Atelier d’écriture n°1 : Dix mots pour la francophonie ! – TEXTE de Fidel Pastor-Sanz
MADAME LANDRU
Madame Landru, c’est ainsi qu’elle se faisait appeler, était une femme d’une quarantaine d’années. Elle portait, posé bien haut, un chignon massif sur la tête, qu’elle avait dessiné en forme de zigzag. Ce qui lui donnait, d’ailleurs, un air d’hurluberlu. Elle tenait à bout de bras, pour ne pas écraser son élégante coiffure, bien ouvert et par tous les temps, son parapluie rouge sur lequel s’inscrivait en lettres dorées : S.O.S.

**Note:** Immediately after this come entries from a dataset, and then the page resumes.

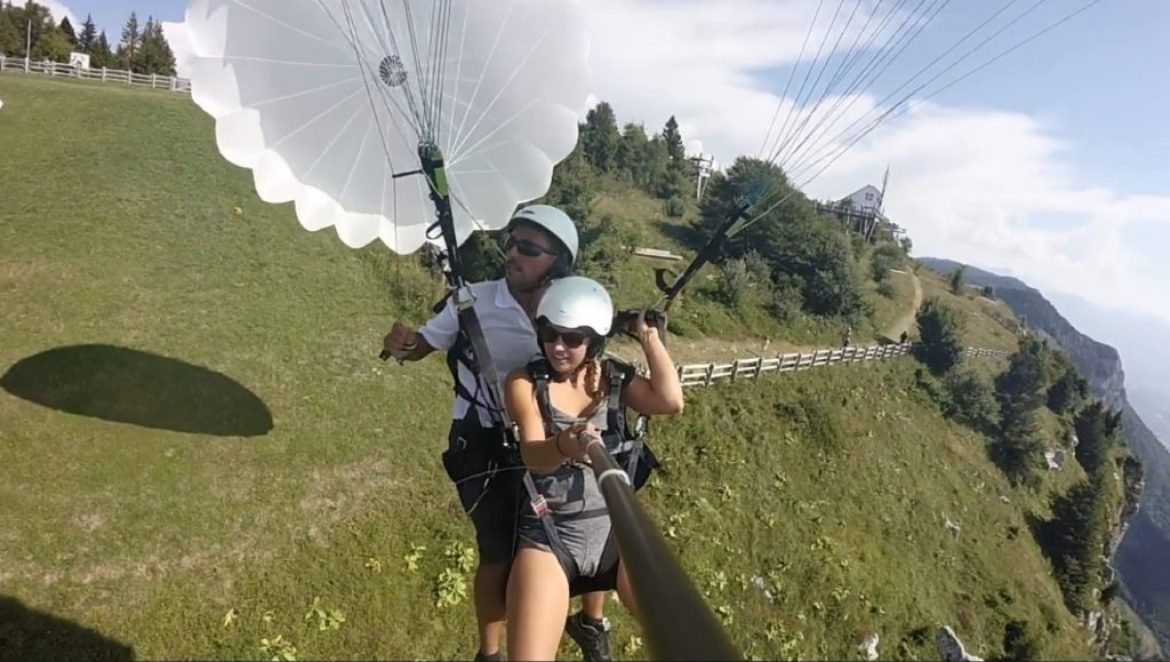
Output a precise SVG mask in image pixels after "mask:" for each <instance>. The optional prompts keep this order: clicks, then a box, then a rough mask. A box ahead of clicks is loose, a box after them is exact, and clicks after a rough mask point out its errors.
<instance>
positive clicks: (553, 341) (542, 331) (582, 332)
mask: <svg viewBox="0 0 1170 662" xmlns="http://www.w3.org/2000/svg"><path fill="white" fill-rule="evenodd" d="M536 337H537V338H539V339H541V342H542V343H556V342H557V340H560V342H562V343H564V344H565V346H566V347H569V349H570V350H576V349H577V347H580V346H581V345H584V344H585V343H586V342H587V340H589V339H590V335H589V333H585V332H584V331H559V330H557V329H555V327H553V326H552V325H550V324H538V325H537V326H536Z"/></svg>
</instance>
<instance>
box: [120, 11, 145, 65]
mask: <svg viewBox="0 0 1170 662" xmlns="http://www.w3.org/2000/svg"><path fill="white" fill-rule="evenodd" d="M140 43H142V32H140V30H139V26H138V14H136V13H135V12H130V19H129V20H128V21H126V26H125V27H124V28H122V43H119V44H118V53H117V56H116V58H117V61H118V65H119V67H122V68H124V69H126V70H128V71H131V70H133V65H135V62H136V61H137V60H136V57H137V54H138V47H139V44H140Z"/></svg>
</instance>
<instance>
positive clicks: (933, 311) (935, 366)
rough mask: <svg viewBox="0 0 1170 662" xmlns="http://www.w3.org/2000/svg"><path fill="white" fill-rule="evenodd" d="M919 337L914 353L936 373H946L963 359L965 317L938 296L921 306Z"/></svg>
mask: <svg viewBox="0 0 1170 662" xmlns="http://www.w3.org/2000/svg"><path fill="white" fill-rule="evenodd" d="M916 319H917V323H918V338H920V339H921V340H920V342H918V344H917V345H915V346H914V353H915V356H916V357H917V358H918V360H921V361H922V363H924V364H927V367H929V368H930V371H931V372H934V373H935V374H944V373H945V372H947V371H949V370H950V368H952V367H955V366H956V365H958V364H959V361H962V360H963V317H962V315H961V313H959V311H958V310H956V309H952V308H950V306H948V305H947V304H944V303H943V302H941V301H938V299H930V301H928V302H927V303H924V304H923V305H922V308H921V309H918V313H917V318H916Z"/></svg>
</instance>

Madame Landru souriait tout le temps, à tous les passants, parfois même, elle leur montrait sa langue volumineuse qu’elle agitait de haut en bas ou de droite à gauche, tout en louchant, mais ce qu’elle aimait le plus, c’était les suivre dans la rue en les imitant. En effet Madame Landru vénérait l’art de s’amuser et ne manquait pas une occasion pour ambiancer l’espace public.
Parfois, lorsque le soir arrivait, elle s’installait en dessous d’un balcon et chantait à tue-tête des airs d’opérettes qu’elle connaissait par cœur :
– Le tohu-bohu du destin
– Tire-larigot de Puccini
– La Ouf de Chaillot.
Elle ne se lassait pas d’ambiancer les nuits, vers trois heures du matin, et accourait pour accompagner avec une vielle casserole ses amis un peu timbrés qui venaient faire le charivari devant les maisons des bourgeois qui eux, s’enlivraient.
Madame Landru se divertissait comme une folle, elle croquait la vie à pleines dents et la coquine allait la nuit dans les tavernes pour boire du cognac à tire larigot.
C’était rincée, comme une queue de pelle, qu’elle ouvrait et refermait son parapluie en faisant apparaitre son « S.O.S », pour me signaler qu’elle était en détresse et qu’il était temps que j’aille la ramasser.
C’était à ce moment-là uniquement que j’apparaissais.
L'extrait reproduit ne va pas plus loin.